Distribution of modern cultivar identity‐by‐descents (IBDs) inherited from foundation parents. (a) Distribution of sixty‐nine modern cultivar IBDs inherited from seven foundation parents. The genetic constitutions of these sixty‐nine cultivars were identified from 108Ф, 611Б, DPL15, KK1543, C1470, STV2B and UGDM. Different colours represent different parents, and the corresponding colour of each parent is noted on the legend (top right). (b) The contribution of various genetic pools from different areas (the former Soviet Union and America or Africa) in modern cultivars.

Figure 5

Identification of candidate gene GhARF3. (a) Identification of GhARF3 gene structure and location in identity‐by‐descent (IBD) regions.

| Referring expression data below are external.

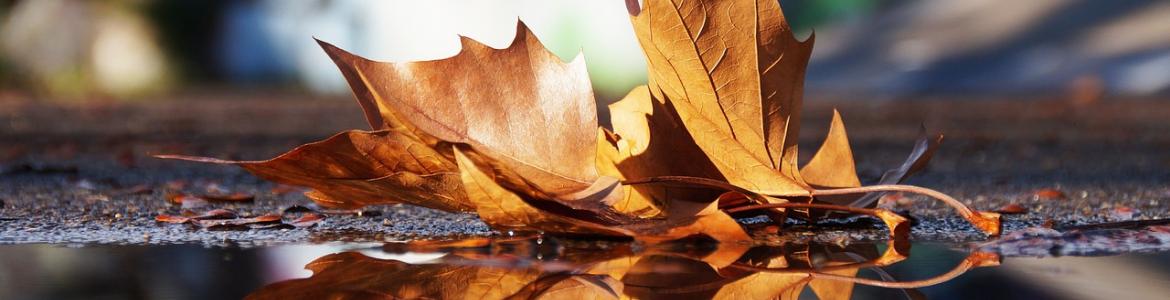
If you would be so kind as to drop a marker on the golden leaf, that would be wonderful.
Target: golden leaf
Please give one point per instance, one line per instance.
(355, 169)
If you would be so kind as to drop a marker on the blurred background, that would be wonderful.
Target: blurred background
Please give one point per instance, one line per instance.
(143, 49)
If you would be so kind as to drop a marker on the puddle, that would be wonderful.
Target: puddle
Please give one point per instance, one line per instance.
(565, 268)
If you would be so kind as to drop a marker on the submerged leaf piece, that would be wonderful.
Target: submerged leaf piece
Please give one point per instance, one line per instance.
(508, 210)
(355, 169)
(511, 270)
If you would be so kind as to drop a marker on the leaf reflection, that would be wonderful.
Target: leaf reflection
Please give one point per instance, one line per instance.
(565, 268)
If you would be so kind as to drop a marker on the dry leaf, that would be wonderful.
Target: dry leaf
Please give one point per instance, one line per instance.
(511, 134)
(527, 109)
(737, 90)
(355, 169)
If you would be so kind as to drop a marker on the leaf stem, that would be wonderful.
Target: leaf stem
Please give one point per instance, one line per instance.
(899, 226)
(986, 222)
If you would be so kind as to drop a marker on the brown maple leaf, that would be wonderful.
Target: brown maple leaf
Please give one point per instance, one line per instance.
(510, 134)
(731, 74)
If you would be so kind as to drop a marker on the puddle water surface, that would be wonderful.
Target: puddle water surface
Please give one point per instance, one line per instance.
(565, 268)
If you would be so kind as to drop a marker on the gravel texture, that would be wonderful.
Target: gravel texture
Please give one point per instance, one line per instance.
(75, 174)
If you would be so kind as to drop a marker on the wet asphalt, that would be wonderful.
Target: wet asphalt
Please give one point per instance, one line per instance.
(82, 174)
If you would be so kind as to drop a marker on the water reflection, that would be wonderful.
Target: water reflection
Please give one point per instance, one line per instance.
(564, 268)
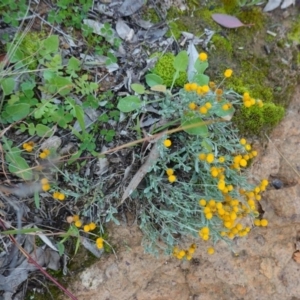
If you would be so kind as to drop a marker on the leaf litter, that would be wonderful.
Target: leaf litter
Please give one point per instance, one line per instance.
(132, 65)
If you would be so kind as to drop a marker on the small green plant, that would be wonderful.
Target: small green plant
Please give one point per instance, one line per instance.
(57, 106)
(165, 69)
(198, 186)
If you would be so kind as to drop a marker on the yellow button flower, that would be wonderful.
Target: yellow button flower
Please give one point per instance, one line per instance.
(167, 143)
(172, 178)
(228, 73)
(202, 56)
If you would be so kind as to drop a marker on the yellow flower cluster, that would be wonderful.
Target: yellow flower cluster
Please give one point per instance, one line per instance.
(228, 73)
(28, 146)
(167, 143)
(45, 184)
(230, 210)
(203, 56)
(262, 222)
(89, 227)
(188, 254)
(211, 250)
(248, 101)
(76, 220)
(59, 196)
(207, 157)
(226, 106)
(171, 176)
(99, 242)
(204, 233)
(194, 87)
(45, 153)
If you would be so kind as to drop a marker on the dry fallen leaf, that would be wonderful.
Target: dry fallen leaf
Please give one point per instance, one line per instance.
(140, 174)
(228, 21)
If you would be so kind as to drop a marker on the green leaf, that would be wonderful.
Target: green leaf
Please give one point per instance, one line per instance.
(62, 84)
(138, 88)
(201, 79)
(37, 200)
(153, 79)
(206, 145)
(80, 117)
(220, 112)
(31, 129)
(129, 103)
(181, 61)
(73, 64)
(43, 130)
(28, 86)
(51, 44)
(196, 123)
(8, 85)
(18, 111)
(201, 66)
(22, 231)
(17, 164)
(61, 248)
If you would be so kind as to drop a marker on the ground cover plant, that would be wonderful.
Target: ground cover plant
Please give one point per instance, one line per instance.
(164, 145)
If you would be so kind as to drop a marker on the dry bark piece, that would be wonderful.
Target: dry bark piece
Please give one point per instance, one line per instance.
(296, 257)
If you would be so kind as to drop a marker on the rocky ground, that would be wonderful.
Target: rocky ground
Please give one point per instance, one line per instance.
(262, 266)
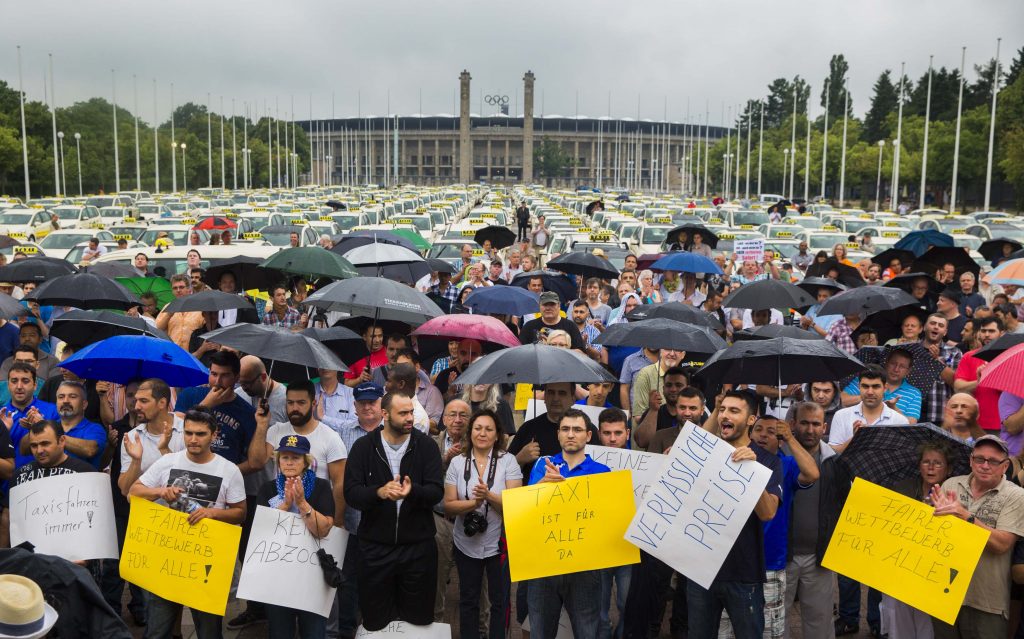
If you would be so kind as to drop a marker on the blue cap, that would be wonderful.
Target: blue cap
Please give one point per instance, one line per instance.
(368, 392)
(294, 443)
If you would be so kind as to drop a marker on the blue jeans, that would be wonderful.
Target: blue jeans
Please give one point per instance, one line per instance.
(743, 602)
(622, 577)
(161, 618)
(578, 592)
(281, 623)
(849, 603)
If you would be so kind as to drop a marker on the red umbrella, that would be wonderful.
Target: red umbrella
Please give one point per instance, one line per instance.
(482, 328)
(1006, 372)
(215, 223)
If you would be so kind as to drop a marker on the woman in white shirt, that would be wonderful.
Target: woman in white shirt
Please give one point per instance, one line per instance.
(473, 493)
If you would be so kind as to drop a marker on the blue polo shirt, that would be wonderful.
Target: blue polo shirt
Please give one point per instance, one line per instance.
(586, 467)
(47, 410)
(907, 397)
(93, 431)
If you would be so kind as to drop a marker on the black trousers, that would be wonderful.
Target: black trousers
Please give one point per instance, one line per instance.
(397, 583)
(645, 603)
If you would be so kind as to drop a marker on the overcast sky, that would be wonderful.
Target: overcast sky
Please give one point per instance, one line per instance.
(715, 52)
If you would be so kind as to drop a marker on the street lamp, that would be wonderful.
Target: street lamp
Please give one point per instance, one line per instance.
(78, 155)
(878, 181)
(64, 176)
(184, 174)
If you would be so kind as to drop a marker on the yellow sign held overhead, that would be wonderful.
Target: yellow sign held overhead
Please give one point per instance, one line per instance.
(569, 526)
(187, 564)
(898, 546)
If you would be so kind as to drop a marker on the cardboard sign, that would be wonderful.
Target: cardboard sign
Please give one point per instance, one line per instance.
(643, 466)
(71, 516)
(698, 505)
(897, 545)
(281, 550)
(750, 249)
(187, 564)
(407, 631)
(569, 526)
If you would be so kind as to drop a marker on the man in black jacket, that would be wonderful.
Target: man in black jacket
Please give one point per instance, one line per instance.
(393, 477)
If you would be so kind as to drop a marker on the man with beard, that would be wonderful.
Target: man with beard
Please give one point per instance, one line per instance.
(738, 588)
(326, 446)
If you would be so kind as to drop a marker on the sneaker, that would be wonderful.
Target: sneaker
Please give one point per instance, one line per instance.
(246, 619)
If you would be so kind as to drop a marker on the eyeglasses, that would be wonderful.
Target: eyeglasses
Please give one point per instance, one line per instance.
(985, 461)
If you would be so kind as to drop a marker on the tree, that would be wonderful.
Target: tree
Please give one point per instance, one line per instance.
(885, 99)
(550, 159)
(835, 86)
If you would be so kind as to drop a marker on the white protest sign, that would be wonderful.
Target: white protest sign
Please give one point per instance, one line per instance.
(408, 631)
(643, 466)
(750, 249)
(697, 506)
(69, 515)
(282, 550)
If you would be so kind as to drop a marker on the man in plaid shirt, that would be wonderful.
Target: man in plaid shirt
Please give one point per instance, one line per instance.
(282, 314)
(934, 339)
(841, 333)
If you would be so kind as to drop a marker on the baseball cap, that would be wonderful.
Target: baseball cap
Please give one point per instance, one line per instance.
(368, 392)
(294, 443)
(992, 439)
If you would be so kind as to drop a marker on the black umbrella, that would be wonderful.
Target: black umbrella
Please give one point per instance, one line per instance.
(85, 327)
(772, 331)
(992, 249)
(675, 310)
(439, 265)
(848, 275)
(276, 344)
(84, 291)
(10, 307)
(38, 268)
(586, 264)
(935, 257)
(778, 361)
(884, 258)
(248, 273)
(376, 298)
(500, 237)
(865, 300)
(887, 454)
(660, 333)
(535, 364)
(768, 294)
(691, 229)
(997, 346)
(208, 301)
(345, 343)
(557, 283)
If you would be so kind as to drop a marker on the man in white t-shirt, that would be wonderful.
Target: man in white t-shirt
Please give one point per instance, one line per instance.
(160, 432)
(327, 449)
(202, 483)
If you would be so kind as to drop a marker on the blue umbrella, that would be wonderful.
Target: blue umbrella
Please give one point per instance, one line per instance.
(126, 357)
(919, 242)
(505, 300)
(686, 262)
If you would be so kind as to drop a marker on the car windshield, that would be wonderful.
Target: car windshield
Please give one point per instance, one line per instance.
(64, 241)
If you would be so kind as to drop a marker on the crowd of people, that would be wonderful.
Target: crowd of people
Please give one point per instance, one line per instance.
(413, 464)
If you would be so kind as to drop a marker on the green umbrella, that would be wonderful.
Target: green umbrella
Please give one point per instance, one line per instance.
(413, 237)
(314, 261)
(158, 286)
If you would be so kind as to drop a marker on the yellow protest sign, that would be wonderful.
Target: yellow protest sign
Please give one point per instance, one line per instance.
(187, 564)
(569, 526)
(897, 545)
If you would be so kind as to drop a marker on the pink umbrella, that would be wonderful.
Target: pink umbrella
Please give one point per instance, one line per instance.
(482, 328)
(1006, 372)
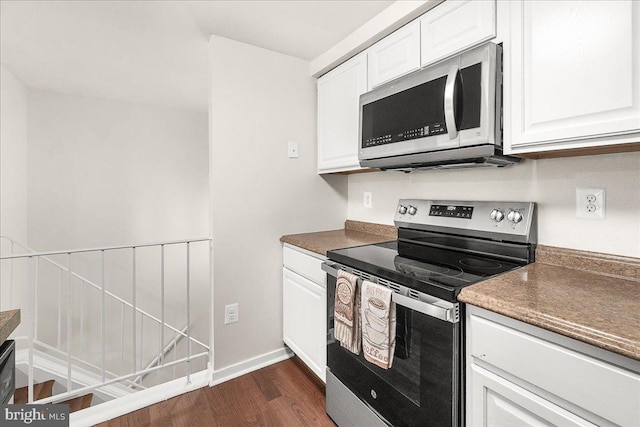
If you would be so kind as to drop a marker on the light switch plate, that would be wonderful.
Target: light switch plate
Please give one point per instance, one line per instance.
(292, 149)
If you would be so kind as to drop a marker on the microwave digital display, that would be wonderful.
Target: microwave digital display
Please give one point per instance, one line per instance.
(418, 112)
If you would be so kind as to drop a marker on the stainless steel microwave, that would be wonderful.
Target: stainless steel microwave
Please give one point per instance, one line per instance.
(447, 115)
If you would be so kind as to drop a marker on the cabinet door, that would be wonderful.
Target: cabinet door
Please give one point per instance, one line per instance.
(395, 55)
(338, 115)
(495, 401)
(304, 320)
(454, 26)
(572, 74)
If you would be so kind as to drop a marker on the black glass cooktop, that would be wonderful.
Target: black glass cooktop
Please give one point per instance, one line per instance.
(436, 271)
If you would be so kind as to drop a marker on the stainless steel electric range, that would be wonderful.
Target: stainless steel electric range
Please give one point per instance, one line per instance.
(442, 247)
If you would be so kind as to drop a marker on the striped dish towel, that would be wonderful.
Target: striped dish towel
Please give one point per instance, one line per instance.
(378, 323)
(347, 312)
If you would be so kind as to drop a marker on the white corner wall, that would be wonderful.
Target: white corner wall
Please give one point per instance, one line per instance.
(550, 183)
(13, 184)
(261, 100)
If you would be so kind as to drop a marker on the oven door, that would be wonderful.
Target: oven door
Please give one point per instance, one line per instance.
(423, 387)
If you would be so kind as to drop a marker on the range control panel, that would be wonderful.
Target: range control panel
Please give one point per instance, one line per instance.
(481, 219)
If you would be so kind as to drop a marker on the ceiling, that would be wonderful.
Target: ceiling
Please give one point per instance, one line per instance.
(156, 51)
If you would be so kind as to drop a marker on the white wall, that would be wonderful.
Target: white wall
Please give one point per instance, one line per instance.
(104, 172)
(260, 100)
(13, 156)
(550, 183)
(13, 181)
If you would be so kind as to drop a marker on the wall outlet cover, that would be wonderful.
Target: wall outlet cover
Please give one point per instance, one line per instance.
(231, 313)
(590, 203)
(367, 199)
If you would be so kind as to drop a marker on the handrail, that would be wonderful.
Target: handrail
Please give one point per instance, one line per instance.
(70, 280)
(98, 249)
(160, 356)
(110, 294)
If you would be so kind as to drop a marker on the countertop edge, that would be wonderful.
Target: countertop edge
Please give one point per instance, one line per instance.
(355, 233)
(595, 262)
(540, 320)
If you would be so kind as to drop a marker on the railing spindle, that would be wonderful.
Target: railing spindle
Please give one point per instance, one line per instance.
(103, 333)
(141, 363)
(11, 281)
(35, 299)
(82, 319)
(59, 346)
(161, 361)
(133, 302)
(122, 334)
(188, 314)
(32, 269)
(69, 319)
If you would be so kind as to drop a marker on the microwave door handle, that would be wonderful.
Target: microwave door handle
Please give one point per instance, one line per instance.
(449, 110)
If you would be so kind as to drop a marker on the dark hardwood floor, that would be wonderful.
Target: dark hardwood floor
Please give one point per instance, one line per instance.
(282, 394)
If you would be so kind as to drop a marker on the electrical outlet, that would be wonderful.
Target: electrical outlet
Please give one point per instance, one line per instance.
(292, 149)
(231, 313)
(367, 199)
(590, 203)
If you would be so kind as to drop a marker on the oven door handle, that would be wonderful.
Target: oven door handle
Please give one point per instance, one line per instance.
(434, 307)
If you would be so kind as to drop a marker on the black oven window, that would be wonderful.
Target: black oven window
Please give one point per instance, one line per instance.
(404, 375)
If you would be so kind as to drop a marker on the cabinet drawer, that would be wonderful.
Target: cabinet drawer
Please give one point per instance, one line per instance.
(595, 386)
(305, 264)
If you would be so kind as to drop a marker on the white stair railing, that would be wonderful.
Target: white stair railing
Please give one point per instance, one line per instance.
(66, 278)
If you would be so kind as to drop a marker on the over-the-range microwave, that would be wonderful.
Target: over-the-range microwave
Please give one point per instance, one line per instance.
(447, 115)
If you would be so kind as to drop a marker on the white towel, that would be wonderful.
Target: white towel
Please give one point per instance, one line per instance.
(378, 324)
(347, 312)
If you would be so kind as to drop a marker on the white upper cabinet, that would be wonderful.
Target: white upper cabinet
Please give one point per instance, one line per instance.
(395, 55)
(571, 74)
(338, 118)
(456, 25)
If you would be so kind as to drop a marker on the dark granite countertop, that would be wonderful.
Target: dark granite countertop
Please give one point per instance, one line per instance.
(591, 297)
(355, 233)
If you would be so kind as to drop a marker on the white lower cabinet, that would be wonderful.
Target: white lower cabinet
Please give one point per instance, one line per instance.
(498, 402)
(304, 308)
(521, 375)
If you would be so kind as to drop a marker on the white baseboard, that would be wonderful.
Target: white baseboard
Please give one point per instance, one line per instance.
(250, 365)
(121, 406)
(118, 407)
(50, 367)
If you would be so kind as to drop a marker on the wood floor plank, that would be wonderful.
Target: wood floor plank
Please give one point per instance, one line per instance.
(279, 395)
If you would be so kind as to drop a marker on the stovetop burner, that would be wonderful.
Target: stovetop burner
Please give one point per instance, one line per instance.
(483, 264)
(444, 246)
(439, 272)
(425, 271)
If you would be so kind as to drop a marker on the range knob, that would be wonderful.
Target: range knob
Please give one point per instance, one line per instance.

The IBD regions inherited from 108Ф and 611Б on chr.A10, a nonsynonymous SNP (T‐to‐A) resulted in a change from isoleucine to asparagine. (b) Transcriptomic patterns of GhARF3 in distinct tissues, including root, stem and leaf, in ovule and fibre development stages based on FPKM in a single experiment. (c) Fibre length (upper) and fibre strength (lower) analyses of accessions with AA and TT genotypes of GhARF3. Centre line, median; box limits, upper and lower quartiles; and whiskers, 1.5× the interquartile range (*P < 0.05, **P < 0.01, two‐sided t‐test).